Blackbox Trojanising of Deep Learning Models : Using non-intrusive network structure and binary alterations

Recent advancements in Artificial Intelligence namely in Deep Learning has heightened its adoption in many applications. Some are playing important roles to the extent that we are heavily dependent on them for our livelihood. However, as with all technologies, there are vulnerabilities that malicious actors could exploit. A form of exploitation is to turn these technologies, intended for good, to become dual-purposed instruments to support deviant acts like malicious software trojans. As part of proactive defense, researchers are proactively identifying such vulnerabilities so that protective measures could be developed subsequently. This research explores a novel blackbox trojanising approach using a simple network structure modification to any deep learning image classification model that would transform a benign model into a deviant one with a simple manipulation of the weights to induce specific types of errors. Propositions to protect the occurrence of such simple exploits are discussed in this research. This research highlights the importance of providing sufficient safeguards to these models so that the intended good of AI innovation and adoption may be protected.

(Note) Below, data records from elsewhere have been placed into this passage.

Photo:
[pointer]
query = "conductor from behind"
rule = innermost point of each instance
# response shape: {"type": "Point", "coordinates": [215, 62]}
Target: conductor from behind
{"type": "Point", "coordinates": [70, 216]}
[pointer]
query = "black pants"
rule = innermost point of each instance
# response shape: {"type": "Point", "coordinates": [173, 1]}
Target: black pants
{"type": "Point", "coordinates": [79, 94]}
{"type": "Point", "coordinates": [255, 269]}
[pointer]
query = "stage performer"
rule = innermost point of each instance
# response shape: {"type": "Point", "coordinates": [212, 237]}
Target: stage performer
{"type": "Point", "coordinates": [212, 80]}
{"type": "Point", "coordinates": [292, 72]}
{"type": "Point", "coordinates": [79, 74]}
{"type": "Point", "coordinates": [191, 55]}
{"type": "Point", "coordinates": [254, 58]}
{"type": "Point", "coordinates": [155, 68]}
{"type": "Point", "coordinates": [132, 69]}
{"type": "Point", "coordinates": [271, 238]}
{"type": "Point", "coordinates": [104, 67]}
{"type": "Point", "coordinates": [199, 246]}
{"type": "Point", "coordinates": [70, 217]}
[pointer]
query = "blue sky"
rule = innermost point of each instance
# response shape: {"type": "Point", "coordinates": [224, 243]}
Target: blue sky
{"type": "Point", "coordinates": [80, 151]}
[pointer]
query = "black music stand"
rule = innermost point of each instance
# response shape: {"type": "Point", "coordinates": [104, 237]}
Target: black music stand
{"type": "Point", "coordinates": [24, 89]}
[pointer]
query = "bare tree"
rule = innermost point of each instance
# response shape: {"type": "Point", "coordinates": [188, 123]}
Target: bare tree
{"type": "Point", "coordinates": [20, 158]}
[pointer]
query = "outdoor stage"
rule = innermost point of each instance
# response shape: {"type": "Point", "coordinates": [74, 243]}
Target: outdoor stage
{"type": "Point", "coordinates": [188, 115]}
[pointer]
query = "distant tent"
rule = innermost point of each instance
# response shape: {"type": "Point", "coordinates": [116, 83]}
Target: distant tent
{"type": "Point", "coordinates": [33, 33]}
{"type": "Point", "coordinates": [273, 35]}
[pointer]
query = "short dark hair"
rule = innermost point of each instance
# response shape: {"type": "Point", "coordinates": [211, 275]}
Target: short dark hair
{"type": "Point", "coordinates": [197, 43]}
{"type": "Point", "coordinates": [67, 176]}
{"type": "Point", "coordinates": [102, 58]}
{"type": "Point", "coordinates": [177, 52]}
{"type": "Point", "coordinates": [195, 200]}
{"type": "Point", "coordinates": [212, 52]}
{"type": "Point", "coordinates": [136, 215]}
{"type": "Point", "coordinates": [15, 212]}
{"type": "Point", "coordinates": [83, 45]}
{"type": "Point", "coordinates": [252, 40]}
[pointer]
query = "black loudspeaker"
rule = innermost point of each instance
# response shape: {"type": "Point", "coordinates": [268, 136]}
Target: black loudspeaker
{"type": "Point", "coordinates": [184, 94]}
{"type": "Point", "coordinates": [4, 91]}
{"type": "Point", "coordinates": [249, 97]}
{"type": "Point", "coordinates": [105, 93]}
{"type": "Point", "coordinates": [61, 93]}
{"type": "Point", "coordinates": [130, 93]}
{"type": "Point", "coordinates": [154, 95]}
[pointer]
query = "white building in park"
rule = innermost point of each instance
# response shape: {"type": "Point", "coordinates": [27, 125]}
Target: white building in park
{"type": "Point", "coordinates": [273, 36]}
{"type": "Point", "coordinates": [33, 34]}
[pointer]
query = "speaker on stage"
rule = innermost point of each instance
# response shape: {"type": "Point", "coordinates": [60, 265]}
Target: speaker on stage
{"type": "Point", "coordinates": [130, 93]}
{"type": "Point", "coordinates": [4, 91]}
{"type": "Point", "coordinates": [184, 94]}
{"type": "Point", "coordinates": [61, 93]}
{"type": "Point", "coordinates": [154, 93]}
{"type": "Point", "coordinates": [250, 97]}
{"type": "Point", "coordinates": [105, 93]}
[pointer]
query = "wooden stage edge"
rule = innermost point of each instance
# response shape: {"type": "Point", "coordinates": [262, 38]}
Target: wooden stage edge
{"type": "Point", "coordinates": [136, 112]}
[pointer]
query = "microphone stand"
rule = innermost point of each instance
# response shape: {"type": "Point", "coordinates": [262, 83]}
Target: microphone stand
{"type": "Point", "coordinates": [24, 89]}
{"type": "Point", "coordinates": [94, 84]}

IoT Network Behavioral Fingerprint Inference with Limited Network Trace for Cyber Investigation: A Meta Learning Approach

The development and adoption of Internet of Things (IoT) devices will grow significantly in the coming years to enable Industry 4.0. Many forms of IoT devices will be developed and used across industry verticals. However, the euphoria of this technology adoption is shadowed by the solemn presence of cyber threats that will follow its growth trajectory. Cyber threats would either embed their malicious code or attack vulnerabilities in IoT that could induce significant consequences in cyber and physical realms. In order to manage such destructive effects, incident responders and cyber investigators require the capabilities to find these rogue IoT and contain them quickly. Such online devices may only leave network activity traces. A collection of relevant traces could be used to infer the IoT's network behaviorial fingerprints and in turn could facilitate investigative find of these IoT. However, the challenge is how to infer these fingerprints when there is limited network activity traces. This research proposes the novel model construct that learns to infer the network behaviorial fingerprint of specific IoT based on limited network activity traces using a One-Card Time Series Meta-Learner called DeepNetPrint. Our research also demonstrates the application of DeepNetPrint to identify IoT devices that performs comparatively well against leading supervised learning models. Our solution would enable cyber investigator to identify specific IoT of interest while overcoming the constraints of having only limited network traces of the IoT.